What happened last semester was the exact same thing that Cindy has found with her grade nine and ten students.  THE KIDS READ.  THEY ENJOY THE STORIES.  Despite all the pedagogical research, sometimes a simple strategy is to find something that is inspiring and properly packaged.  The covers don’t dumb-down the books,
and by default, the readers.  Over the next two weeks, some of the assignments done will be posted on the web site for you to ponder.  I am also going to try and modify this unit, so it can have some solid results with the grade twelve workplace
students.

At the moment we are finishing off some writing to build up class morale and ease the students into the tasks of reading, writing and sharing their ideas.  The first lessons have dealt with values: the values we have as individuals, and the values that we have in our community, plus the world around us.  The students have been encouraged to ask questions about values and interviewed me during the first week as a class.  The results were mature, and extremely positive.  Following up on this practice, the students then had to come up with five good probing questions about determining a person’s sense of values, plus a scenario that could be posed in an interview to determine what sorts of decision a person would
make if confronted by such an event.  The college students have just finished interviewing two people in their class, while the workplace students have concentrated on one person in their class, plus the benefit of listening to how their person would respond to some additional questions from other students.  Students were able
to build from each other’s work, without the added strain of having to research more than one person.


Next, we will be briefly looking at how values are presented through magazines and newspapers, with a specific emphasis on Reader’s Digest and its intended audience.  And then, the novel will flow naturally out from our ideas on values and the reading opportunities offered.


The grade twelve history course has also been a bit of a challenge.  So far, we have been looking at medieval society.  Our current endeavour is something that I’ve coined as the Medieval Learning Fair.  The students have been working in groups, preparing various themes and topics on medieval life.  The problem that often crops
up in this kind of research is fine-tuning the research so that the reading is on topic and easily understood.  In order to get around this issue, each group has been given a starting point with a series of topics to explore.  These topics are all found on a specific web site.  Instead of having to search the net for material, the common site has “kick started” them.  Roger, our teacher-librarian, has linked it to the school’s home page, so access is now available both at school and from home.  So far, the students have bought into the assignment and are using the information as a jumping off point.  Incidentally, they are READING.  The material is perfect, and the electronic format seems to be a good one, especially when you see our textbook, an antique that’s been around since the 1970s.


When the students have gathered their information, they will be putting it up on mural paper and then displaying each group’s information around the classroom.
Once this is done, I will try to create a worksheet of questions and get the students to move around the “Fair”, searching for the answers on the walls.
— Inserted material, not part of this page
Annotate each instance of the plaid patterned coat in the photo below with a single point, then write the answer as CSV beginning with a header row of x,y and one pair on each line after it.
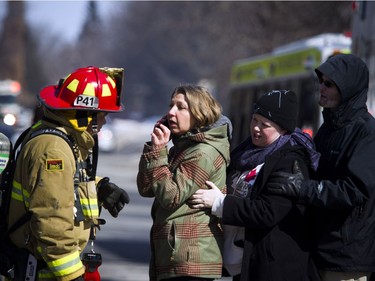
x,y
184,241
Instead of presentations at the front of the room, the students will be learning the information on their own, reading each other’s work.  After two days in the library, we’re now just starting to transform the information.  I now need to find some medieval music and perhaps some food to make the fair complete,
and perhaps “authentic”.  Each member of the group will also be required to become an expert on one of their topics and write a report, so no one can ride on the coattails of their group.


So that’s everything to date.  The year is looking great and if the English budget comes through, there might be some further new materials. For instance, one book that could be used in the grade ten English locally developed course is Tom Finder by Martine Leavitt.  Another possibility for the grade eleven college
course is  Whirligig by Paul Fleischman .  Both books were exciting reads this summer and contain the very sort of message that can make a book come alive in the mind of a reluctant reader.